Rafsanjani clearly wants to clip some wings in Tehran and Qom, but he does not want to weaken the regime too much. Rafsanjani wants to ‘strengthen’ the system by accommodating Iranian youth whom he sees as restless and could get out of control again in the future if local pressures, socioeconomic and political, are not eased.

The Friday prayer session was attended by candidates Mausavi and Karrubi, as well as former reformist president Mohammed Khatami.

There is no doubt that all leaders in Iran have been brought down to earth a couple of notches. Ahmadinejad is largely wounded and will probably remain muted while concentrating on economic issues. Khamenai has lost much stature for siding with the incumbent president, and it will be impossible for any leader who follows him to regain the past high status of the ‘Leader’. As I said in an earlier posting: the genie is out of the bottle.

It will be interesting to see how this will affect the ‘Arab street’ and how it deals with the various autocratic leaders in the Middle East: so far they have had two strong indications in recent years that leaders are in fact not gods.
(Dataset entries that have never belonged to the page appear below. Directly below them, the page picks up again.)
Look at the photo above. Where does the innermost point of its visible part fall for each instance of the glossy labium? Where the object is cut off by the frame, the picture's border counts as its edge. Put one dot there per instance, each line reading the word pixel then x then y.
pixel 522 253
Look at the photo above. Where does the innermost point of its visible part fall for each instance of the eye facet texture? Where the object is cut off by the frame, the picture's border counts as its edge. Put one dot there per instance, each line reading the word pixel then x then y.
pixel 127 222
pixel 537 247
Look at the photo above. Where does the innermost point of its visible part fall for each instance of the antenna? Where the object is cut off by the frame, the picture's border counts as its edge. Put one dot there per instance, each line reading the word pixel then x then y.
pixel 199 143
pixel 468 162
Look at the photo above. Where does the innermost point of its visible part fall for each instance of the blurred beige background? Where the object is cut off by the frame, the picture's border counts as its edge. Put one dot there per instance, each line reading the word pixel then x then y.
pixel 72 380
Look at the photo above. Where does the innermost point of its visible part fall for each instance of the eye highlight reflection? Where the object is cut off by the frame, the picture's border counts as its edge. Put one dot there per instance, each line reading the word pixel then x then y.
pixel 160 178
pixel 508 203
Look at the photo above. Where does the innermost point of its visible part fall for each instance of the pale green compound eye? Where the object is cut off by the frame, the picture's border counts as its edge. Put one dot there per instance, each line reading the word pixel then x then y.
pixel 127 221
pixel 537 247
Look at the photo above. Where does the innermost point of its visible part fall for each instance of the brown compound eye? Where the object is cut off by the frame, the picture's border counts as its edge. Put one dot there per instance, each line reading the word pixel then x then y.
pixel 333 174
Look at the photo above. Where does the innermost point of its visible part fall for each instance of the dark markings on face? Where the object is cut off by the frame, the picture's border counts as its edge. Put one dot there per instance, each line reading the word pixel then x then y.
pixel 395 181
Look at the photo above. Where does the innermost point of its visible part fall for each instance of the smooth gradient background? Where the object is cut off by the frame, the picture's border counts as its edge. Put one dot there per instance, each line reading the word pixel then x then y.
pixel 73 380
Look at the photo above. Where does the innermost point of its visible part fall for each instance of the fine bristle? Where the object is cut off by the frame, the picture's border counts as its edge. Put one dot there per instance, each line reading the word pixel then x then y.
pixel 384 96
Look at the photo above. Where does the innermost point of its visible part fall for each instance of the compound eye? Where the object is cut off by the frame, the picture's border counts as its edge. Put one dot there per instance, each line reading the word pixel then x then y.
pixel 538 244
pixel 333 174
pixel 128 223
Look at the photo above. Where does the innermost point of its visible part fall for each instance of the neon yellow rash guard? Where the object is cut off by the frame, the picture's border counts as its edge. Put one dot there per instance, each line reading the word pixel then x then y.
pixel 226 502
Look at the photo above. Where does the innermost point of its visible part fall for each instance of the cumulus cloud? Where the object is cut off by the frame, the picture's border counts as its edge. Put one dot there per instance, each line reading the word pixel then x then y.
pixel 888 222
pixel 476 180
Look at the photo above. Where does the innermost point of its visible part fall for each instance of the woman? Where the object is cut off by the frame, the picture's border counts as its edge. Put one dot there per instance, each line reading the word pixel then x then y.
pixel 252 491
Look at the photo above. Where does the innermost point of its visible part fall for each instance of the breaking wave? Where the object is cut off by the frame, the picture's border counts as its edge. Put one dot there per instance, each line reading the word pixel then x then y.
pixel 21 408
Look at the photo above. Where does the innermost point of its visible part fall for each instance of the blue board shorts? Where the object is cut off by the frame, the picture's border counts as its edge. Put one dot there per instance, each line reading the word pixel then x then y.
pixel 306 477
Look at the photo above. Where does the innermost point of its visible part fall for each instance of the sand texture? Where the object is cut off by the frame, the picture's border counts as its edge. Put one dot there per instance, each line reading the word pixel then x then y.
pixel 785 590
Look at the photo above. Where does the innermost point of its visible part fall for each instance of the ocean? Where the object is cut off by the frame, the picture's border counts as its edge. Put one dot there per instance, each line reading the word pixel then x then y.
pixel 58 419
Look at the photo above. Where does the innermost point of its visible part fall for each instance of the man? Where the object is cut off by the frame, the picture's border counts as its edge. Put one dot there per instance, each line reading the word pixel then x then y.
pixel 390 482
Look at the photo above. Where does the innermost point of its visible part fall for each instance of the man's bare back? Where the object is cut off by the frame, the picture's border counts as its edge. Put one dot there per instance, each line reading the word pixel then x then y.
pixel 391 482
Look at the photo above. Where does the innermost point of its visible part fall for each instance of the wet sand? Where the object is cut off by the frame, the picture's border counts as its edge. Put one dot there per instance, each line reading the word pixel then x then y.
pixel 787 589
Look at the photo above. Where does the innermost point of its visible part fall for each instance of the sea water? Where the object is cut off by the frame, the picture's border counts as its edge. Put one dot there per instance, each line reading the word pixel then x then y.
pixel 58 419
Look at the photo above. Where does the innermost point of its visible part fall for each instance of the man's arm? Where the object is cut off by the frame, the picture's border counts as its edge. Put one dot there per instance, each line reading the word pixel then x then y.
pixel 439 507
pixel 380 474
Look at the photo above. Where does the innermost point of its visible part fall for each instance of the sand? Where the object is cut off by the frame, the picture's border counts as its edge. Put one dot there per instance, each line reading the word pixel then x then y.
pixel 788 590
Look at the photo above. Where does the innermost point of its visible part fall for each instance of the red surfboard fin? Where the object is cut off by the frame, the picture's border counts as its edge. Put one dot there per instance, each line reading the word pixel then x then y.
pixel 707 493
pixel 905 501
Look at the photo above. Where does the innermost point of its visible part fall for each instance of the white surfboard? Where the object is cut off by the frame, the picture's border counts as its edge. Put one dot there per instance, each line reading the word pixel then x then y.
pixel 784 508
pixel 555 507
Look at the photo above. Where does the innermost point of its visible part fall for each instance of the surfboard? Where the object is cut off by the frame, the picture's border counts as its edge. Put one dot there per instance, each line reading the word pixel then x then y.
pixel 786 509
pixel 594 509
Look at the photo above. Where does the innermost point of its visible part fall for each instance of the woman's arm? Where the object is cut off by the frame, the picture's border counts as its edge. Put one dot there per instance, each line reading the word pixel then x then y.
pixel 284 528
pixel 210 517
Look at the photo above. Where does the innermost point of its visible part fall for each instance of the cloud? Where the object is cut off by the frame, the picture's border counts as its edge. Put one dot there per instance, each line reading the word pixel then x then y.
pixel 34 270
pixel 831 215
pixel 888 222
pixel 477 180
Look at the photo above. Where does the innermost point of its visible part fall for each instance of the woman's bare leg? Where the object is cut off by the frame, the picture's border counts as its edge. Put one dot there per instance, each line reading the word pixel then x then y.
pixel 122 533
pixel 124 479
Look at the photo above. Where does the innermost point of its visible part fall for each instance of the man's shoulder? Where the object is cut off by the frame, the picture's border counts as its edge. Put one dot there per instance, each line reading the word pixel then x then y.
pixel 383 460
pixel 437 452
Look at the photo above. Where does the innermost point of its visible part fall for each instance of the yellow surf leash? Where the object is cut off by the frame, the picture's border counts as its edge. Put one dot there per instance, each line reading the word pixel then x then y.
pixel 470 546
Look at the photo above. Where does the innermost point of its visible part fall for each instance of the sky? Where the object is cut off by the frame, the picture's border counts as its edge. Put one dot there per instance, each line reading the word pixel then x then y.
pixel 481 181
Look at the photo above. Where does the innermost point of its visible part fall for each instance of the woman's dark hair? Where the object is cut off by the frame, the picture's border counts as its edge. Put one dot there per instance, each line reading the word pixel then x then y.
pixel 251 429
One was the trial and execution of Saddam, and other is the turmoil in Iran that has brought the clergy a couple of notches down.
The next story below is quite relevant.

Striking Egyptian workers: we will not challenge Mubarak, we are only fighting for our wages....One fifth of Egypt’s 77 million people live on US $1 per day.....Their demands revolve around low wages and high prices for food, especially bread….While it was not expected that striking workers at al-Mahalla will escalate toward challenging the regime, analysts say that the strike will drive away foreign investors…” The trick is to keep them hungry just to the right degree.

As someone told me some years ago about another people “once their stomachs are full…” He meant that “they will demand other natural things like democracy and freedom…”
The trick is to just keep them filled enough to want some more of the same, but not filled enough to wonder about other things. The trick for a stagnant regime is to strike a delicate balance between hunger and anger.